Ama hazır değilsin. Halen yeterli değilsin. Evet yönetmen isimlerini ezberlemiş, bu adamların nerde, hangi filmleri yaptıklarını öğrenmiş, hangi lenslerle çalıştıklarını kavramışsın.
Eeee.
10 senedir yönetmen yardımcılığı yapıyorsun. Bak bakalım yardımcılığını yaptığın yönetmen gerçekten bir yönetmen mi?
Biraz bak! Arkasında dönüp dolaştığın adam ne yapıyor.
Sinema diyince aklına hangi yönetmen geliyor. Filmleri hangi amaçlarla çekiyor.

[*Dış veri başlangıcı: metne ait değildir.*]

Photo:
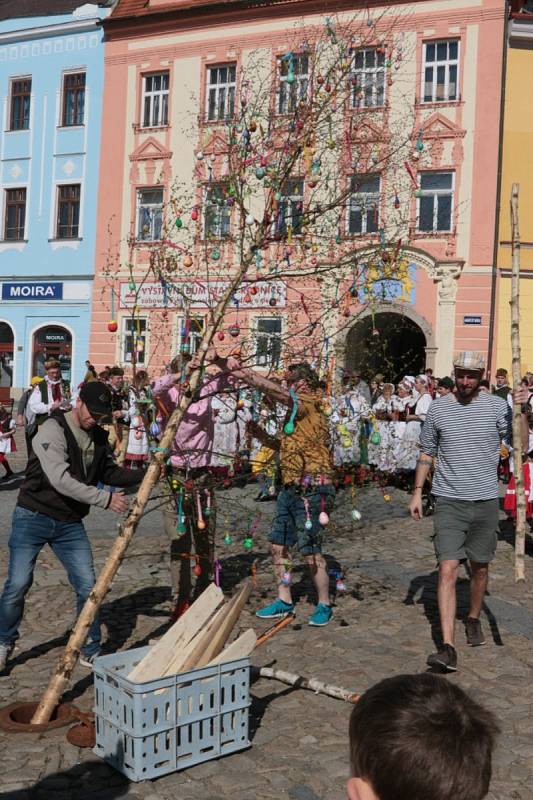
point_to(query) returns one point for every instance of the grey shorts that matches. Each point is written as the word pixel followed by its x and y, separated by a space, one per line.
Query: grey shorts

Para kazanmak mı derdi, ünlü olmak mı?
Anlıyor musun!
Din bilgisine sahip (fakıh) ama dini uygulamıyor.
Meditasyonların 112 çeşidini ezbere biliyor ama hiçbirine göz atmamış.

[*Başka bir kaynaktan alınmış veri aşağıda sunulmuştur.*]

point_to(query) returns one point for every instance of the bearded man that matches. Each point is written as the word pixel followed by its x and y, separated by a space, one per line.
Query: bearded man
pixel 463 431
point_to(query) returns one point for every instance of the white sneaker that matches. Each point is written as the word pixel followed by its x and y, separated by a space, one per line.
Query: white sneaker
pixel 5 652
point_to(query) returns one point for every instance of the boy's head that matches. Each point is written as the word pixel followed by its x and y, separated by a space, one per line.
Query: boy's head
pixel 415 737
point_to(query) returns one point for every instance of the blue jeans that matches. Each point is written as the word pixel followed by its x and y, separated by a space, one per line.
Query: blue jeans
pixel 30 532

Ağzında Fellini, Tarkovski ama bu adamlar neden film yapıyorlar bilmiyor. Sanatçı nedir sorusunu kendi benliğinde hissedemiyor.
100000 kitaplık kütüphanesi var, belki hepsini okumuş ama onlar gibi bir tane kitap yazamıyor.
Her filmin ismini resminden tanıyor, ama film yaratma sürecinin içine hiç girmemiş.
Yaa...
Eğer ki; kendine ait bir sinema dilinin olmasını istiyorsan, senden önce toplumun bilinç düzeyini yükseklere taşımış adamların deneyimlerine katılmak zorundasın. Aynısını yap demiyorum, zaten yapamazsın. Ama anla, sanatçıları anla, duygudaş ol onlarla.
Yoksa yaptığın yalandır sana söyleyeyim!
Ne kendin mutlu olursun, ne de bir sinema dilin olur.
Bak şimdi:
Nuri Bilge Ceylan'ın, Kaplanoğlu'nun hiçbir filminde kendi eski yapıtlarını neden yaptıklarını anlattıklarını, kimleri tavlamaya çalıştıklarını söylediklerini duydun mu?
Adamlar yapıyor, yapmak istediklerini yapıyor.
Ama ben Prensesin Uykusu filminde; Çağan Irmak'ın içinde kalan uktesini gördüm. 3 Milyon kişinin izlediği filmleri yapan adam bir önceki filminde kimlere film yaptığını anlatıyordu.
Bilinçaltını gördün mü!
Her zaman film yapabilecek parası olan bir adam, filmlerini neden yaptığını başka filmi içinde anlatıyor.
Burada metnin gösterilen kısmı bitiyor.